Genome-wide promoter methylation analysis in neuroblastoma identifies prognostic methylation biomarkers
- Equal contributors
1 Center for Medical Genetics, Department of Pediatrics and Genetics, Ghent University, De Pintelaan 185, 9000 Ghent, Belgium
2 Faculty of Education, Health and Social Work, University College Ghent, 9000 Ghent, Belgium
3 Department of Mathematical Modelling, Statistics and Bio-informatics, Ghent University, Coupure Links 653, 9000 Ghent, Belgium
4 MDxHealth, Tour 5 GIGA, Avenue de l'Hôpital 11, 4000 Liège, Belgium
5 NXTGNT, Ghent University, De Pintelaan 185, 9000 Ghent, Belgium
6 Children's Cancer Research Institute, St Anna Kinderkrebsforschug, Zimmermannplatz 10, A-1090 Vienna, Austria
7 University Children's Hospital Essen, Hufelandstraße 55, 45122 Essen, Germany
8 Department of Pathology, Medical School, University of Valencia, Blasco Ibañez 17, 46010 Valencia, Spain
9 National Children's Research Centre, Our Lady's Children's Hospital, Crumlin, Dublin 12, Ireland
10 Department of Molecular and Cellular Therapeutics, Royal College of Surgeons in Ireland, York House, York Street, Dublin 2, Ireland
11 Department of Pediatrics, Brussels University Hospital, Laarbeeklaan 101, 1090 Brussels, Belgium
12 Department of Pediatric Hematology and Oncology, Ghent University Hospital, De Pintelaan 185, 9000 Ghent, Belgium
13 Pédiatrie, Hôpital de Jolimont, Rue Ferrer 159, 7100 La Louvière (Haine-Saint-Paul), Belgium
14 Department of Clinical Chemistry, Microbiology and Immunology, Ghent University Hospital, De Pintelaan 185, 9000 Ghent, Belgium
Genome Biology 2012, 13:R95 doi:10.1186/gb-2012-13-10-r95Published: 3 October 2012
Accurate outcome prediction in neuroblastoma, which is necessary to enable the optimal choice of risk-related therapy, remains a challenge. To improve neuroblastoma patient stratification, this study aimed to identify prognostic tumor DNA methylation biomarkers.

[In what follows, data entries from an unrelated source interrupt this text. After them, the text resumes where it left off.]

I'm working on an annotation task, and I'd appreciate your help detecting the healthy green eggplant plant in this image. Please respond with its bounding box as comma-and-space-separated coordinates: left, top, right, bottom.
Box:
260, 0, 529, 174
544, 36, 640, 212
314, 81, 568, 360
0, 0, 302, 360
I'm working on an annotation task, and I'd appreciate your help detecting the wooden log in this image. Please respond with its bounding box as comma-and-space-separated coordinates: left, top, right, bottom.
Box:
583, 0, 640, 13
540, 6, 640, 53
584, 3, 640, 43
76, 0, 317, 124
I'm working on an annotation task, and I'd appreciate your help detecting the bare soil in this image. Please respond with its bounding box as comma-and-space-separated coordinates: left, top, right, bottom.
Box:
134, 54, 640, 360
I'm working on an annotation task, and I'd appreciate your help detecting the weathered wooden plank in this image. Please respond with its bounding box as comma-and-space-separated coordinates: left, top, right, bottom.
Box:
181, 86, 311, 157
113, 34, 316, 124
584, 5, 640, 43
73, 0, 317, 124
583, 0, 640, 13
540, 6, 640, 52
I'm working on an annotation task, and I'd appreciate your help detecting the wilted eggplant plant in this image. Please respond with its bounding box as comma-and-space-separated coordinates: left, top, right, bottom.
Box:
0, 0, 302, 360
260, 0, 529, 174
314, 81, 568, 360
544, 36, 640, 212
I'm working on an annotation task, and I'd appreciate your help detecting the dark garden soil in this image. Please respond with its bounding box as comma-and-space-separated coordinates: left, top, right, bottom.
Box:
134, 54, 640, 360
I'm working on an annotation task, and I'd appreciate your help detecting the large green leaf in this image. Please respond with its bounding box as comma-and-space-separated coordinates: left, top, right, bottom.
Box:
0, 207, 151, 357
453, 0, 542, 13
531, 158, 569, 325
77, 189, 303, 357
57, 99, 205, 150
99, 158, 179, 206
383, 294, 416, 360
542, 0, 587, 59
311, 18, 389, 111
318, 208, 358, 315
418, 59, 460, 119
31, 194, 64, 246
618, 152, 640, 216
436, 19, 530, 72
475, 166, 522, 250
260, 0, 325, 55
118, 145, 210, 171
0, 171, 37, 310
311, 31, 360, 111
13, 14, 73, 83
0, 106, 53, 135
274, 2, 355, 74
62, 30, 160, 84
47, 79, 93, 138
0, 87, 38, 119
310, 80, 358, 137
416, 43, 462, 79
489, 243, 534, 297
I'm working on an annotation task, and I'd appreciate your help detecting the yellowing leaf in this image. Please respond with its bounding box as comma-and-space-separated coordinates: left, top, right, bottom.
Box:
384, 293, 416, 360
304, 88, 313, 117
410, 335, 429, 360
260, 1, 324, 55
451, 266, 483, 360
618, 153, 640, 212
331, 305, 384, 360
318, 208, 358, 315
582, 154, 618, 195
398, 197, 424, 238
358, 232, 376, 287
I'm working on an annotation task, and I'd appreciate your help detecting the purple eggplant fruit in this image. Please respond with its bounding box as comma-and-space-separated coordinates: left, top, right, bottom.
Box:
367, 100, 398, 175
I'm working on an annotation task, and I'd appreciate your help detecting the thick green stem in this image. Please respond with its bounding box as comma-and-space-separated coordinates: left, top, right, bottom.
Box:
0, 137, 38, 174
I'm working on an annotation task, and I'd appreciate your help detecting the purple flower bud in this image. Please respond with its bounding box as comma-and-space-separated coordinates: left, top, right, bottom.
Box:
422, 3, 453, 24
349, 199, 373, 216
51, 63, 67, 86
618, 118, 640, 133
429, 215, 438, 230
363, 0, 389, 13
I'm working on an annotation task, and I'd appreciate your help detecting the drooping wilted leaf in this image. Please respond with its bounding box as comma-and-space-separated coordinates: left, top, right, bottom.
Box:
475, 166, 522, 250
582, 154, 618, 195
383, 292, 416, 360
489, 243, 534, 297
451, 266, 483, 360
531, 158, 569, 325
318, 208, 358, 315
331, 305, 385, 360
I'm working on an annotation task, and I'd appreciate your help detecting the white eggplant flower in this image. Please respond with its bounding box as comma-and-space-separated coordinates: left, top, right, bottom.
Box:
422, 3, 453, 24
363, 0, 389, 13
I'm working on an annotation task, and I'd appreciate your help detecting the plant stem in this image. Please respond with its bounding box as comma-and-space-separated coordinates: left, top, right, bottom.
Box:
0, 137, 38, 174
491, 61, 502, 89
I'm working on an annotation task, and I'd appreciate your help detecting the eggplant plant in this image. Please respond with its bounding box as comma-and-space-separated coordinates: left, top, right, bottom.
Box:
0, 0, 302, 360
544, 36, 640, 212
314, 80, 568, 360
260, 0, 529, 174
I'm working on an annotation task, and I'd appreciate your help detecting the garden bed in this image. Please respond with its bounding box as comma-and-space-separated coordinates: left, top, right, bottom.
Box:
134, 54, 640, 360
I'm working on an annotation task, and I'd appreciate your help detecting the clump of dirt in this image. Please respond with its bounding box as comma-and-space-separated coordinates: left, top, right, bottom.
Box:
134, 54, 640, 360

To identify genes silenced by promoter methylation, we first applied two independent genome-wide methylation screening methodologies to eight neuroblastoma cell lines. Specifically, we used re-expression profiling upon 5-aza-2'-deoxycytidine (DAC) treatment and massively parallel sequencing after capturing with a methyl-CpG-binding domain (MBD-seq). Putative methylation markers were selected from DAC-upregulated genes through a literature search and an upfront methylation-specific PCR on 20 primary neuroblastoma tumors, as well as through MBD- seq in combination with publicly available neuroblastoma tumor gene expression data. This yielded 43 candidate biomarkers that were subsequently tested by high-throughput methylation-specific PCR on an independent cohort of 89 primary neuroblastoma tumors that had been selected for risk classification and survival. Based on this analysis, methylation of KRT19, FAS, PRPH, CNR1, QPCT, HIST1H3C, ACSS3 and GRB10 was found to be associated with at least one of the classical risk factors, namely age, stage or MYCN status. Importantly, HIST1H3C and GNAS methylation was associated with overall and/or event-free survival.
This study combines two genome-wide methylation discovery methodologies and is the most extensive validation study in neuroblastoma performed thus far. We identified several novel prognostic DNA methylation markers and provide a basis for the development of a DNA methylation-based prognostic classifier in neuroblastoma.